The first white tiger, Mohan, was captured in 1951 in the nearby jungles, was kept in this palace until his death. The magicians Siegfried & Roy are famous for breeding and training two white tigers for their performances, referring to them as "royal white tigers", the white tiger's association with the Maharaja of Rewa.

Rewa Maharaja Martand Singh first observed the male white tiger named Mohan during his visit to Govindgarh jungle at Rewa. After hunting for months, he was able to capture the first living white tiger seen in nature. With help from official veterinary experts, he unsuccessfully tried to breed the white tiger with colored female tigers. Eventually, however, he succeeded in creating a second generation of white tigers.
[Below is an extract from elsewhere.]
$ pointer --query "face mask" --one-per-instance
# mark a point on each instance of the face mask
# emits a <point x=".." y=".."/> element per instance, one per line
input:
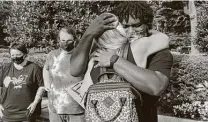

In time, it expanded around the world.

Distance by road from other cities

 From Prayagraj by road 140 km
 From Khajraho by road 165 km
 From Satna by road 50 km
 From Bandhav Garh National Park 120 km
 From Jabalpur by road 230 km
 From Rewa by road 22 km
 From Varanasi by road 245 km
 From Semaria by road 55 km
 From Chitrakoot by road 150 km

Transport

By air

 Rewa Airport International
 Khajuraho
 Jabalpur
 Allahabad
 Varanasi (Banaras)
Nearest airport in Prayagraj, Uttar Pradesh.

By bus

Bus stand available in the city bus stand Govinddgarh.